Ha, you commented out the line which was deleting the previous provider/collection information

Oops, FHMP.

Note that I'm replacing data at the collection level.

Explain more? We still need a provider directory that contains multiple collection directories each with a config file and shapefiles. Right?

gaurav commented 12 years ago

Yup. The way we do idempotency right now is, right before uploading collection X for provider P, we delete any existing rows supposedly from collection X and provider P. I just wanted to make sure everybody was aware that we don't do this at the provider level (uploading 'iucn/mammals' won't cause 'iucn/birds' to be deleted) or at the layer level (uploading iucn/mammals/Panthera_tigris will cause all iucn/mammals records to be deleted). That makes sense to me, but I could be wrong!

gaurav commented 12 years ago

As of @66154cd513a00, we have two datasets and they are being deleted correctly when new collections are uploaded to them. Closing this issue.

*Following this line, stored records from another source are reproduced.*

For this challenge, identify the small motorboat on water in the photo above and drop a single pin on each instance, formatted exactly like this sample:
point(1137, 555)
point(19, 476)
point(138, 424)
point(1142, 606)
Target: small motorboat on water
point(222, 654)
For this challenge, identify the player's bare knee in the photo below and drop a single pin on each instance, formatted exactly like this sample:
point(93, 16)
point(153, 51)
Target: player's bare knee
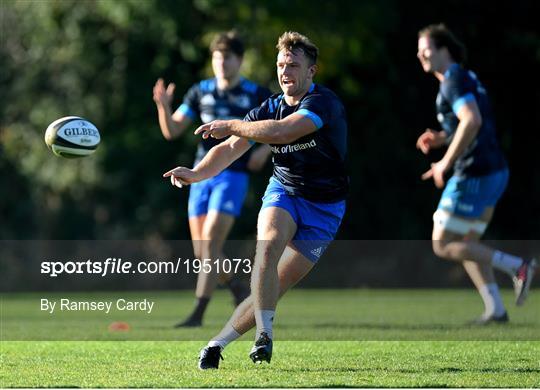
point(441, 249)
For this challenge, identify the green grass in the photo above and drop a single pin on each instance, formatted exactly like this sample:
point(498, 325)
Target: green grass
point(324, 338)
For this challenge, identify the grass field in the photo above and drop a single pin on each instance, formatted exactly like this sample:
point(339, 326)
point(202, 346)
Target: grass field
point(324, 338)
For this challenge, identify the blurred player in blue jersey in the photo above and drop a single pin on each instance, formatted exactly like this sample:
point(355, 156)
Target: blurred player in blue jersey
point(480, 173)
point(215, 203)
point(304, 202)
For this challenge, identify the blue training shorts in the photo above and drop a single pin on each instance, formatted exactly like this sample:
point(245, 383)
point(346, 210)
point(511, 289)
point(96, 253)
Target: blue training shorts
point(470, 196)
point(224, 193)
point(317, 223)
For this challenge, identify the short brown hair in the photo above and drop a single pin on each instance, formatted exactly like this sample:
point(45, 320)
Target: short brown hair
point(293, 41)
point(443, 37)
point(228, 41)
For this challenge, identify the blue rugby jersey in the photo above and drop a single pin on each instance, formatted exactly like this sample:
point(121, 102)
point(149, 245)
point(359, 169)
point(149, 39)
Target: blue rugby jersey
point(313, 166)
point(483, 156)
point(206, 102)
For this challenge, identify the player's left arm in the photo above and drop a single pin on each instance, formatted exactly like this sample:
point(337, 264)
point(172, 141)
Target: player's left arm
point(470, 121)
point(268, 131)
point(258, 158)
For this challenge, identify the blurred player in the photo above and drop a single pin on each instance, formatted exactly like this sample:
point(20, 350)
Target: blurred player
point(480, 173)
point(215, 203)
point(304, 203)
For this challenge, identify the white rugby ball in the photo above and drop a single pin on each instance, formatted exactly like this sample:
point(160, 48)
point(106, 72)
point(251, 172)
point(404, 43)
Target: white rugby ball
point(72, 137)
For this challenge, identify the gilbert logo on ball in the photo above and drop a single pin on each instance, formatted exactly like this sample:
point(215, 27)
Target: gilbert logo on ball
point(72, 137)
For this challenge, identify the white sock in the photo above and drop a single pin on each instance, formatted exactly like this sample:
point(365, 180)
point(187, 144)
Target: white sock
point(264, 319)
point(492, 300)
point(225, 337)
point(506, 262)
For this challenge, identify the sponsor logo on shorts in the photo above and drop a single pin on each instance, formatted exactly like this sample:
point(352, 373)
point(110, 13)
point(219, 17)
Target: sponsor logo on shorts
point(229, 205)
point(273, 198)
point(465, 207)
point(317, 251)
point(446, 202)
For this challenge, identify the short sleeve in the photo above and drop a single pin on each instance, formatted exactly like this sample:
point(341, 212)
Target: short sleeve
point(258, 113)
point(456, 91)
point(317, 108)
point(263, 94)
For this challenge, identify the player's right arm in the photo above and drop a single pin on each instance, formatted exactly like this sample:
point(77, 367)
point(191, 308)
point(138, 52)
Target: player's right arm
point(431, 139)
point(172, 124)
point(216, 160)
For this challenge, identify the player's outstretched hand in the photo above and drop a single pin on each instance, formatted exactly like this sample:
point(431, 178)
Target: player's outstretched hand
point(162, 95)
point(215, 129)
point(181, 176)
point(430, 139)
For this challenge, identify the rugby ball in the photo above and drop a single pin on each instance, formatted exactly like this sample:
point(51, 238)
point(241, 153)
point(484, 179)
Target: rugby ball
point(72, 137)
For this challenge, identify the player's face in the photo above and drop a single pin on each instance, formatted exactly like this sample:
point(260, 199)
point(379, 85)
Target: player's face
point(294, 72)
point(430, 57)
point(226, 64)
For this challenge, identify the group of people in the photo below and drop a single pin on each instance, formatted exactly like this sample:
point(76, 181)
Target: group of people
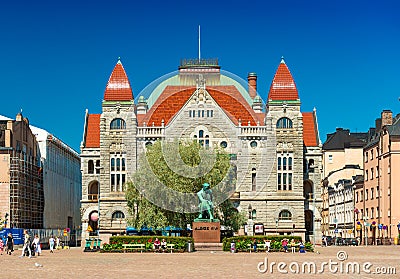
point(30, 247)
point(159, 245)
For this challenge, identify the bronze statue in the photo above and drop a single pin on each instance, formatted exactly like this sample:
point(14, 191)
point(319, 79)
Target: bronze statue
point(206, 206)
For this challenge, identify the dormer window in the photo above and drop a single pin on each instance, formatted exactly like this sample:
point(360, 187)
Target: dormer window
point(117, 124)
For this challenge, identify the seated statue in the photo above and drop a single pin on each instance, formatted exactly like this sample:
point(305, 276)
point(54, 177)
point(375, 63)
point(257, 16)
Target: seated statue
point(206, 206)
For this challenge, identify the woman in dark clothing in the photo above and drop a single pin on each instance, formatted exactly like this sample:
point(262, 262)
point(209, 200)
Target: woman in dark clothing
point(10, 244)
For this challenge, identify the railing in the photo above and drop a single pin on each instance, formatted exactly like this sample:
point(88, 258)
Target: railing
point(93, 197)
point(151, 131)
point(199, 62)
point(253, 131)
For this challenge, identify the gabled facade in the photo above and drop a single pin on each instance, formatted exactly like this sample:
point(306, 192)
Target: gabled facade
point(376, 198)
point(342, 161)
point(276, 148)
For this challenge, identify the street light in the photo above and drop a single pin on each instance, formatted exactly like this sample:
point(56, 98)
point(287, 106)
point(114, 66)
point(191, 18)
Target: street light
point(365, 230)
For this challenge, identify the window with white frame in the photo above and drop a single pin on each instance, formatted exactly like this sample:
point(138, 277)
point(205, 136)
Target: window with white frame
point(203, 138)
point(117, 124)
point(285, 171)
point(117, 172)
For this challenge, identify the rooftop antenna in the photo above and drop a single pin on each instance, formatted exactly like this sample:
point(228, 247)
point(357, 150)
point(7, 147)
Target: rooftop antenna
point(199, 44)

gaurav commented 12 years ago

Okay, in trying to implement issue #27 (loader.py needs to be able to continue an incomplete download), idempotency is now broken. It appears to be machine-specific (i.e. computer A can properly identify its own uploads, but computer B cannot). This is probably a bug in the way the hash is being generated; but this is hard to test without having two side-by-side computers. I've started upgrading mol.colorado.edu; once this is up, hopefully by Monday, I'll be able to fix this pretty easily.

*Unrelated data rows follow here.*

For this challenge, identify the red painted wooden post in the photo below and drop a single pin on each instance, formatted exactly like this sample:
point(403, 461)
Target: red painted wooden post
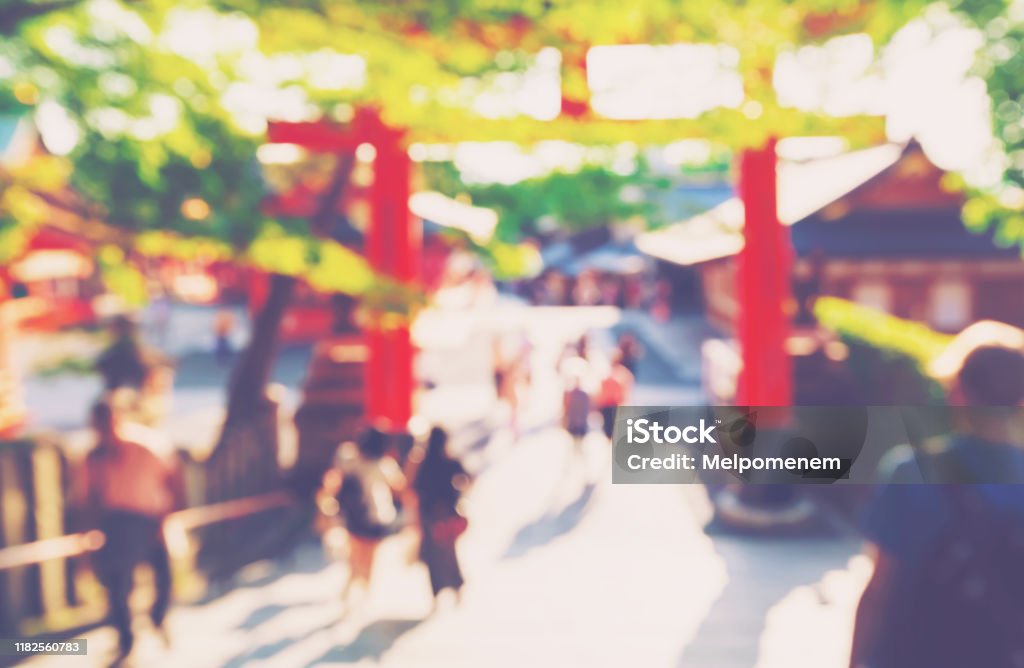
point(763, 286)
point(393, 246)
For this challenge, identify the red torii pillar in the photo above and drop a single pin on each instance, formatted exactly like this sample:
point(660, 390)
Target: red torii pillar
point(763, 285)
point(392, 247)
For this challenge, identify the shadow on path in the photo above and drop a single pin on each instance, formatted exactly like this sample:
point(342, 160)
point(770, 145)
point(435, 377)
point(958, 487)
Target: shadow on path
point(762, 571)
point(550, 526)
point(373, 640)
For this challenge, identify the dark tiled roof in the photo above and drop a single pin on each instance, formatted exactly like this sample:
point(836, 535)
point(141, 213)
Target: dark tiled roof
point(912, 233)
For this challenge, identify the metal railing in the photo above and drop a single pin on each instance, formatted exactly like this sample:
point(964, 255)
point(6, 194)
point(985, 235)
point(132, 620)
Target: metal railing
point(189, 518)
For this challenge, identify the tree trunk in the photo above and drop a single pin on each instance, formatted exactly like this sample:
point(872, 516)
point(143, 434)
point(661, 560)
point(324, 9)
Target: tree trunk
point(245, 460)
point(247, 391)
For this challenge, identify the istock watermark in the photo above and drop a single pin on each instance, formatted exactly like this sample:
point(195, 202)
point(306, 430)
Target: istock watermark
point(802, 445)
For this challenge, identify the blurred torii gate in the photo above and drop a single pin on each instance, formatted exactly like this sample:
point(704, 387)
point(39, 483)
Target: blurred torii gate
point(393, 246)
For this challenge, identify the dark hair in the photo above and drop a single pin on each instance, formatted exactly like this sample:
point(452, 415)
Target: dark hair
point(101, 412)
point(373, 445)
point(436, 444)
point(992, 375)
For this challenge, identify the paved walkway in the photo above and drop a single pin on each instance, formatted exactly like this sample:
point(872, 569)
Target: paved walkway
point(563, 570)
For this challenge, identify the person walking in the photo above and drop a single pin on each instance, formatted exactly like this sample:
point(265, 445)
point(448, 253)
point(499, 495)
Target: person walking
point(223, 327)
point(131, 483)
point(576, 411)
point(947, 589)
point(630, 351)
point(124, 364)
point(614, 391)
point(439, 483)
point(366, 481)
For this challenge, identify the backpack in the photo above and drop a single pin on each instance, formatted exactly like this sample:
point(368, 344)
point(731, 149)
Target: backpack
point(578, 410)
point(964, 606)
point(366, 500)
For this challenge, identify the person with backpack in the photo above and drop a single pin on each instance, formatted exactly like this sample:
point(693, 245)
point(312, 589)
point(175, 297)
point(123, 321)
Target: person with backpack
point(947, 589)
point(439, 483)
point(129, 484)
point(614, 391)
point(577, 409)
point(366, 481)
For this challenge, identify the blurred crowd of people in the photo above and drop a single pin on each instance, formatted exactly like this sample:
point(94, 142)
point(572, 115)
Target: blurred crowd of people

gaurav commented 12 years ago

Hmm, new theory: maybe the current date is in there somewhere? Maybe it's not per-machine as much as per-date?

gaurav commented 12 years ago

Okay, I've figured out why this is happening: ogr2ogr produces slightly different coordinates when running on different computers, probably because of floating point machinations. So that should be pretty easy to fix: figure out how many significant digits make sense with decimal latitude/longitude (and especially if we can figure that out from the shapefile somehow), and then truncate or round-off the lat/longs to that point.

eightysteele commented 12 years ago

Good find. Maybe truncate to 7?

gaurav commented 12 years ago

I've truncated to 6, which seems to work really well -- a lot of the coordinates are only accurate to two decimal places anyway, so - once rounded off - they end up as "12.230000" or whatever. So far, this appears to be working in terms of the hashes. I've started an upload of the mol_rangemaps from the server. If this does work, it should be a lot easier for me to track down the files which are failing and hopefully get mol_rangemaps up soon, maybe even by Sunday.